Chewbacca acquiesça. Après un mois passé avec Solo, le Wookie avait vite compris que les femelles humaines trouvaient le Corellien attirant.

— Mes yeux m’ont joué des tours. Ce n’était pas Bria. Le choc a été… enfin, j’étais déçu. (Il but une nouvelle gorgée de thé.) J’ai rêvé de Bria la nuit dernière. Je portais mon uniforme et elle me souriait…

Chewbacca émit un gémissement compatissant. Yan leva les yeux vers le Wookie.

— Mais, bon… Bria fait partie du passé ; je dois regarder l’avenir. Et toi, mon pote ? Tu as une copine ?

Le Wookie hésita. Yan sourit.

— Quelqu’un de spécial ?

Chewie tapota sur la console de stabilisation d’un air absent.

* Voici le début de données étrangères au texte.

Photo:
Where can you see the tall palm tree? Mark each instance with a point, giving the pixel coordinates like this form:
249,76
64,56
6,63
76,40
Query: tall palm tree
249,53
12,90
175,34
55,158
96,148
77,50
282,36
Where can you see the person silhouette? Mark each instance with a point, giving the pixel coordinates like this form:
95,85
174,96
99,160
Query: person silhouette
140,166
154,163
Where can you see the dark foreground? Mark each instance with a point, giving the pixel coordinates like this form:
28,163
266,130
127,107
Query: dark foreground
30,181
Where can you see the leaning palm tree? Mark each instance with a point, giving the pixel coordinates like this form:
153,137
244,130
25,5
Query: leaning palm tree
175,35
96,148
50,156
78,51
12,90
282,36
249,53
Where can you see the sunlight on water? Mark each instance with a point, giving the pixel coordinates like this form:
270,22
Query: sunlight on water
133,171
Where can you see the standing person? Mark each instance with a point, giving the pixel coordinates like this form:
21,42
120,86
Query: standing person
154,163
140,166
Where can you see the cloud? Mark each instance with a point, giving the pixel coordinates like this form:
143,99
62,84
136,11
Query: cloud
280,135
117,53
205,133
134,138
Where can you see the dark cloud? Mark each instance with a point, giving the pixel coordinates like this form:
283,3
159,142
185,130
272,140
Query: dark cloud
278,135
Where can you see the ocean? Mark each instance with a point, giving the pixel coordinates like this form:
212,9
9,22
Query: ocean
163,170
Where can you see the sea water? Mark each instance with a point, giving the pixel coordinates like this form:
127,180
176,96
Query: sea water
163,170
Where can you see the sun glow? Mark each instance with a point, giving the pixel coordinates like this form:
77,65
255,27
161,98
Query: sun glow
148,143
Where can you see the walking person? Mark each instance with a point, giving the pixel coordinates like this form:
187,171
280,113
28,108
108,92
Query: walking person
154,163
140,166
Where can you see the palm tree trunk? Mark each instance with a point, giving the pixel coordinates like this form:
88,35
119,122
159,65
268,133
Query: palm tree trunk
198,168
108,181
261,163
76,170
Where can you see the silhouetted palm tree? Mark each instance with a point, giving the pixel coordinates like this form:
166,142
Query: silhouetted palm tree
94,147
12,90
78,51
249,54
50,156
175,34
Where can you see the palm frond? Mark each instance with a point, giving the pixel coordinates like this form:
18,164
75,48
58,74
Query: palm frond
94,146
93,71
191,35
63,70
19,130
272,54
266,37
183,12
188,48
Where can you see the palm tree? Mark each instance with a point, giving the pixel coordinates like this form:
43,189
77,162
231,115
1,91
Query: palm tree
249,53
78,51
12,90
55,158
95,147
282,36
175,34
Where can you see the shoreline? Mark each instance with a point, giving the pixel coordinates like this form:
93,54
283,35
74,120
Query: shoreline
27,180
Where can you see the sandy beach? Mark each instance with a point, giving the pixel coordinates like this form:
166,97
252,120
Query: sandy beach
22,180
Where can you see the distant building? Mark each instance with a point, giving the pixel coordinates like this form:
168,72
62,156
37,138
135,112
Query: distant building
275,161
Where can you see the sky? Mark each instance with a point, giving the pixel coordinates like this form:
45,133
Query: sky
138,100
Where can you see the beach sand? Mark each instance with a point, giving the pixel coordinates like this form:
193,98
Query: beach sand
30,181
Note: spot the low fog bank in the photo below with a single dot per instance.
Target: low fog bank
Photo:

— Fais gaffe à ce que tu saisis, dit Yan. D’accord, tu n’as pas à me répondre. Mais moi, je t’ai tout raconté. Si nous devons être partenaires, nous devons nous faire confiance.

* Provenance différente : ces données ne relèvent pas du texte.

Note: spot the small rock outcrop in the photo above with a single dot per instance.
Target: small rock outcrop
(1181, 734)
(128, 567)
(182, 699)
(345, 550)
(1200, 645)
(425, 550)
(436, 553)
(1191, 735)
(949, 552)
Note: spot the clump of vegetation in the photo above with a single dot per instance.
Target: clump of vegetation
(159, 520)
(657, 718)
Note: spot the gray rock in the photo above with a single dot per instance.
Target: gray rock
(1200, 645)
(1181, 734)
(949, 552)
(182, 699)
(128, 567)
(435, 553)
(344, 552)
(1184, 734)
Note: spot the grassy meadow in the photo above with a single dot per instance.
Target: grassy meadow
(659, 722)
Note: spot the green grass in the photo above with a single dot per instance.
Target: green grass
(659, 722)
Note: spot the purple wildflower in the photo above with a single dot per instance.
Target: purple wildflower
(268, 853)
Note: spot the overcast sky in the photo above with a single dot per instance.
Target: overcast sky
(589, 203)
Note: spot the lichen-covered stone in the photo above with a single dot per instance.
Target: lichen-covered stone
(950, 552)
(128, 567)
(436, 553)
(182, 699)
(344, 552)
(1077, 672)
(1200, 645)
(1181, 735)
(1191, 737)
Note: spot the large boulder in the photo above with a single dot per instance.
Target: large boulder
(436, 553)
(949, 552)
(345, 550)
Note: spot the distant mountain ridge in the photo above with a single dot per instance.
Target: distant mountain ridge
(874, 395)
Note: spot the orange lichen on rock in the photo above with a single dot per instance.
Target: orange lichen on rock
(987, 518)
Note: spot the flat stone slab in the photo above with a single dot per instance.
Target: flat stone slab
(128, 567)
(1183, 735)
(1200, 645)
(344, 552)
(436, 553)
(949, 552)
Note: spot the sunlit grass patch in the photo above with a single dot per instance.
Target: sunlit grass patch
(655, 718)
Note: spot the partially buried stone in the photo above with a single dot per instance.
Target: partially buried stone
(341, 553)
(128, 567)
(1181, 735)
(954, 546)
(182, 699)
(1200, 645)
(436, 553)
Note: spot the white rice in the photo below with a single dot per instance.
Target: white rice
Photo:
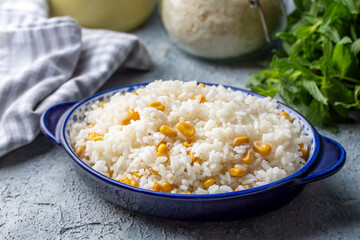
(224, 116)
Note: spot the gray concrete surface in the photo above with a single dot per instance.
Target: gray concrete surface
(41, 197)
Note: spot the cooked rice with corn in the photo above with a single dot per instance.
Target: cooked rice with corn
(188, 138)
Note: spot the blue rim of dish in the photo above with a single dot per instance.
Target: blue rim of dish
(116, 183)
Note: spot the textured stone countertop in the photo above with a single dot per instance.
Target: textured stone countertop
(41, 196)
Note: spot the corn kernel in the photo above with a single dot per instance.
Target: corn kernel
(80, 150)
(156, 187)
(248, 157)
(126, 121)
(129, 180)
(131, 116)
(163, 150)
(166, 187)
(154, 172)
(186, 129)
(208, 183)
(93, 136)
(157, 105)
(236, 172)
(286, 115)
(194, 159)
(188, 192)
(240, 140)
(188, 143)
(168, 131)
(137, 174)
(202, 98)
(262, 148)
(124, 180)
(304, 151)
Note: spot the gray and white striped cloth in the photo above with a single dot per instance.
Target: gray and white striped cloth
(45, 61)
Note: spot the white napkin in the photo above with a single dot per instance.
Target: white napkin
(45, 61)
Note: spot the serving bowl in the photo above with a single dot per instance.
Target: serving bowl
(326, 157)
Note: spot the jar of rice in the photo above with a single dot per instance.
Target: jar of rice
(222, 29)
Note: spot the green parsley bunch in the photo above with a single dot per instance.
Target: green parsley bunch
(318, 70)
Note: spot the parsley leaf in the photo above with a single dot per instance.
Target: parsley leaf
(318, 70)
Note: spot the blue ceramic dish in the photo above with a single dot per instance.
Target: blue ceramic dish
(326, 158)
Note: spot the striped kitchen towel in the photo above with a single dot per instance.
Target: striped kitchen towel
(45, 61)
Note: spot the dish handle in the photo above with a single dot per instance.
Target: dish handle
(50, 120)
(331, 159)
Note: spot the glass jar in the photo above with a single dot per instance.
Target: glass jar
(222, 29)
(118, 15)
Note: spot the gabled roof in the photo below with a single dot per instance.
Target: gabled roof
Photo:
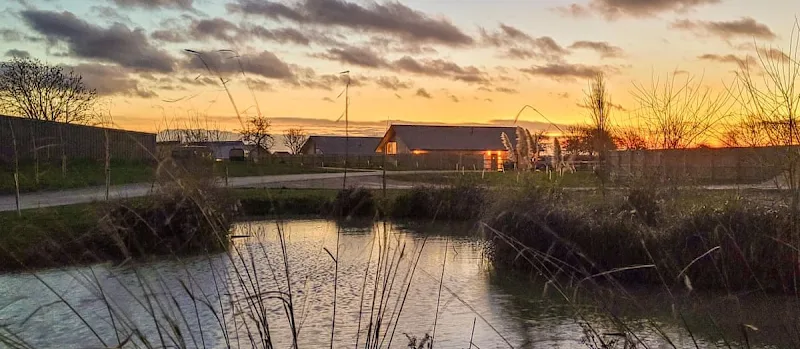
(461, 138)
(336, 145)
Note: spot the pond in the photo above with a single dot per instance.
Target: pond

Son compagnon poilu médita un moment, puis il commença à parler. Chewbacca trouvait très attirante une jeune Wookie nommée Mallatobuck. Elle était venue plusieurs fois aider les membres les plus âgés de la communauté de Chewie sur Kashyyyk et l’avait aidé à s’occuper de son père, Attichitcuk, un vieux Wookie irascible.

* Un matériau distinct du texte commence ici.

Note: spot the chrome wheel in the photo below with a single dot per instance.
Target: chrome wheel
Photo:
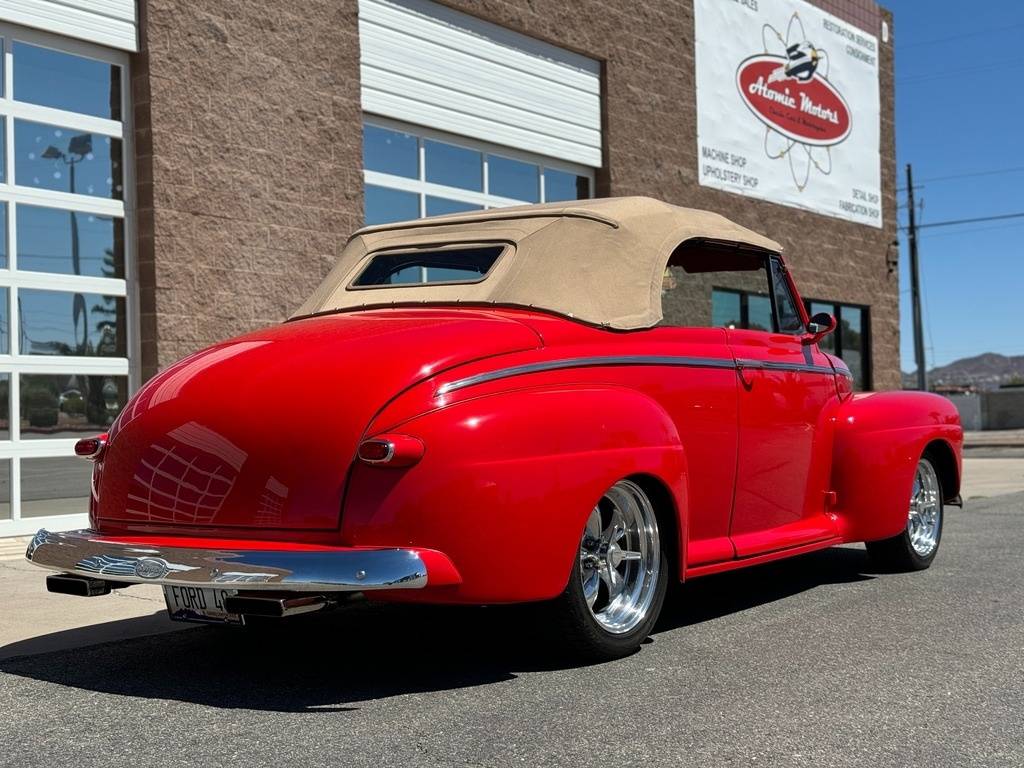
(925, 517)
(621, 558)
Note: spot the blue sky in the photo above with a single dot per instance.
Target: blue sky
(960, 110)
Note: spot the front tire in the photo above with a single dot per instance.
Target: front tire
(915, 547)
(617, 586)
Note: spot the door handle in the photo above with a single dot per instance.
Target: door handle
(748, 383)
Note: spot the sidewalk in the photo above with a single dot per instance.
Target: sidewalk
(35, 621)
(994, 438)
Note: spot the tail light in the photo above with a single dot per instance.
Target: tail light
(91, 448)
(391, 451)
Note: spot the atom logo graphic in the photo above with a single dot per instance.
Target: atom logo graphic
(787, 89)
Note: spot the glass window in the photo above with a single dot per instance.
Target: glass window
(64, 81)
(513, 178)
(76, 324)
(64, 160)
(3, 236)
(790, 321)
(385, 206)
(707, 285)
(409, 175)
(440, 206)
(758, 312)
(852, 338)
(49, 251)
(562, 185)
(453, 166)
(4, 488)
(449, 265)
(4, 321)
(56, 485)
(725, 308)
(390, 152)
(50, 240)
(4, 407)
(70, 406)
(827, 344)
(849, 341)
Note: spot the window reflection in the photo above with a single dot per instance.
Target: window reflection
(440, 206)
(76, 324)
(50, 240)
(53, 158)
(384, 205)
(4, 488)
(64, 81)
(390, 152)
(56, 485)
(3, 236)
(725, 309)
(562, 185)
(4, 407)
(70, 404)
(513, 178)
(4, 321)
(827, 344)
(849, 340)
(454, 166)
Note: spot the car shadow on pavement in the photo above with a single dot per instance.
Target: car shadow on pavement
(332, 663)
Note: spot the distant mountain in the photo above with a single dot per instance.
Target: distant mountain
(987, 371)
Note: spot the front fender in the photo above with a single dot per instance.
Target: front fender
(507, 481)
(880, 436)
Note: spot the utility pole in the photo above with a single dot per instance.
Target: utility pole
(919, 333)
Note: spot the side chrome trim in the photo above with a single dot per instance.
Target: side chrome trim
(629, 359)
(802, 368)
(86, 553)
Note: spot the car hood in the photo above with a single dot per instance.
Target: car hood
(260, 431)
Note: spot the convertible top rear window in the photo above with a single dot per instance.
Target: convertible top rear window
(448, 265)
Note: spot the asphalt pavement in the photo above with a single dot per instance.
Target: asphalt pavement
(814, 662)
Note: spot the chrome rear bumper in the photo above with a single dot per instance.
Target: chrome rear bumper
(88, 554)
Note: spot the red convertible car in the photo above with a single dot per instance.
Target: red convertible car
(570, 404)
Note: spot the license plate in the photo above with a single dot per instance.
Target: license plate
(199, 604)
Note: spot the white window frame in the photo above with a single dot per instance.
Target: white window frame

— D’accord, tu l’aimes bien, dit Yan. Et elle ?

Chewbacca n’était certain de rien. Ils n’avaient pas passé beaucoup de temps ensemble. Mais une lueur chaleureuse dansait dans les yeux bleus de Mallatobuck…

— Depuis combien de temps ne l’as-tu pas vue ?

Chewie réfléchit un moment et grogna une réponse.

— Cinquante ans ? s’étrangla Yan.

Les Wookies vivaient beaucoup plus longtemps que les humains, mais tout de même…

Yan but une nouvelle gorgée.

— Mon pote, ça m’ennuie de te le dire, mais Mallatobuck est peut-être mariée, maintenant, avec six petits Wookies. C’est beaucoup demander à une fille t’attendre si longtemps…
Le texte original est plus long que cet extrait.